In Summary
Background
Iowa CJIS was established in 2009 and performs about 400,000 data exchanges annually, serving 253 local police departments, all 99 county sheriff’s offices, 62 county attorney offices, 94 court clerks and numerous state-level agencies. The information integration and sharing is accomplished via numerous data exchanges that the state established.
The Opportunity
URL Integration, acquired by MCP in 2020, has supported the state since the beginning, first by building two data exchanges—one for filing citations between law enforcement and the courts and the other for sharing information regarding victim notifications. Since then, 25 additional data exchanges were built using the same architecture and technical approach.
Now, collaboration is achieved across agencies and from one jurisdiction to another, and anybody can share with anybody, at any time.
The Approach
Iowa CJIS contains a system architecture that automates data-sharing workflows and ensures that the data is routed to the proper jurisdiction.

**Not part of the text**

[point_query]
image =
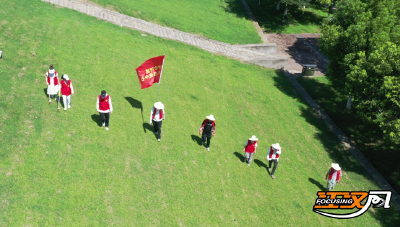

It also ensures compliance with statutory and regulatory requirements, and performs validations leveraging predefined business rules to ensure integrity and accuracy.
The Results
The Iowa CJIS program has increased the amount of information that is being shared across the state’s criminal-justice community exponentially, has improved the accuracy of the date being sent, has eliminated almost entirely pertinent data being lost and has reduced dramatically the amount of time needed to deliver data.
“It is relied upon by so many different agencies—state-level, county, and local—that at this point it has become irreplaceable,” said Tammi Blackstone, Iowa Division of Criminal Justice and Juvenile Justice Planning.